Allí está, de pie frente al mar, en mi playa, mi lugar de paz. La brisa enreda su cabello y lo hace sexy, con su ya habitual postura de calma que tanto le caracteriza. No es un chico cualquiera; su presencia desata mi caos y me desarma. Y así ha sido desde el primer día que lo vi, como si la vida, cansada de hacerme esperar, por fin me premiara.
Él no lo sabe —o sí—pero no solo yo lo adora. Ella también lo hace. Siempre tuve claro que ambos ya se conocían, puede que quizá de otra vida. Ella es parte de mi, la parte más importante de hecho, una que nunca supe bien cómo encajar en una historia de amor sin que doliera. Hasta que llegó a nuestra vida, momento en el que, de pronto, todo cobró sentido.
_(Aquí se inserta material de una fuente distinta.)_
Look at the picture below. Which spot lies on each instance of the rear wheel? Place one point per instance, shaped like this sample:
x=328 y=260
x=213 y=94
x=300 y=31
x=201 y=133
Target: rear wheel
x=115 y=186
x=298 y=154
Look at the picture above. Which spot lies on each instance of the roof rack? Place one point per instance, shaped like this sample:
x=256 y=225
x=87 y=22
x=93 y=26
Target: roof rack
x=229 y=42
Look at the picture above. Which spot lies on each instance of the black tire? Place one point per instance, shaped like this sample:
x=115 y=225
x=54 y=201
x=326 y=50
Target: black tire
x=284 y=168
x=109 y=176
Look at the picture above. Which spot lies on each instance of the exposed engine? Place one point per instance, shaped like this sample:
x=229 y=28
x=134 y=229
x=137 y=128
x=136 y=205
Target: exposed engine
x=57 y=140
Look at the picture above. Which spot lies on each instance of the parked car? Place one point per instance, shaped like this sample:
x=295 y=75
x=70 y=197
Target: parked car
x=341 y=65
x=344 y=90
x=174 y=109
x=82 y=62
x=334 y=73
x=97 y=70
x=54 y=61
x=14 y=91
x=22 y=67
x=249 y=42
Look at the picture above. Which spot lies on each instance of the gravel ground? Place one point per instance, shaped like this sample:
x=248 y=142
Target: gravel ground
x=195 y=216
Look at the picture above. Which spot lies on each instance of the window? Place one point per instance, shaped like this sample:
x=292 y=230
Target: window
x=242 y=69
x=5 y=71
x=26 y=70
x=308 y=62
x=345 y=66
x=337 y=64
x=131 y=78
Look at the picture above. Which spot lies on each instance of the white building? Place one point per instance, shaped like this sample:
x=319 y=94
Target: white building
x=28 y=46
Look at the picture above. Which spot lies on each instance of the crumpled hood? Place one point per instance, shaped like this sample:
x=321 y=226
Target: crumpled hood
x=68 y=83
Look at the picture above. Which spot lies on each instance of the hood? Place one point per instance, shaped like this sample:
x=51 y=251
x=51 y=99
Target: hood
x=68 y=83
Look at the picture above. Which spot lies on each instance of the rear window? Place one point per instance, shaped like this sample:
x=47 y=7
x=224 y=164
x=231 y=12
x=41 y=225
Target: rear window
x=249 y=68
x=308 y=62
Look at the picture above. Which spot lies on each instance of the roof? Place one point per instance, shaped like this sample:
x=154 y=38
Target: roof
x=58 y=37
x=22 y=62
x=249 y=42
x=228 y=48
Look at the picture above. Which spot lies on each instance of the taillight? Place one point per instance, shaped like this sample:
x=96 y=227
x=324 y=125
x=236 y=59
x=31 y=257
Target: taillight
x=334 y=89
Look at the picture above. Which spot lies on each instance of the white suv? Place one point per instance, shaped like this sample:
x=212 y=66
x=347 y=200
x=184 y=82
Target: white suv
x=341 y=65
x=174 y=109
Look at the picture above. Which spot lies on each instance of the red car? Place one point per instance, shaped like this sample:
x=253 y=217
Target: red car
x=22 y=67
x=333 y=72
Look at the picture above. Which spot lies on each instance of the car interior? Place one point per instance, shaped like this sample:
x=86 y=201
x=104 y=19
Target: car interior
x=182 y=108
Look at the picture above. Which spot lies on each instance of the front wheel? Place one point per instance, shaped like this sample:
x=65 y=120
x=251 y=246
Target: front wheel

Aquella tarde sentí que el corazón se me encogía y se expandía al mismo tiempo ante la absoluta certeza de que llegaba para quedarse. No era perfecto, nunca lo idealicé. Era, simplemente, real. Con sus defectos, sus miedos y sus silencios, pero con una forma de ser y estar que me hacía respirar tranquila, como en casa.
Una bola de arena después... y se quedó para siempre. Sin necesidad de grandes promesas ni cuentos de hadas. Sólo risas compartidas, paseos a los hombros, roscas en el salón y atardeceres en la montaña. Sus manos pequeñas, desde entonces, siempre buscan las suyas y él, me busca a mí.
Y ahora, ahí está, frente a la orilla, en mi playa, señalando la cantidad de capítulos que aun nos quedan por escribir: de amores que no arrastran sino sostienen, de emociones a flor de piel, de miradas que se buscan y lugares que se convierten en hogar... si estamos los tres.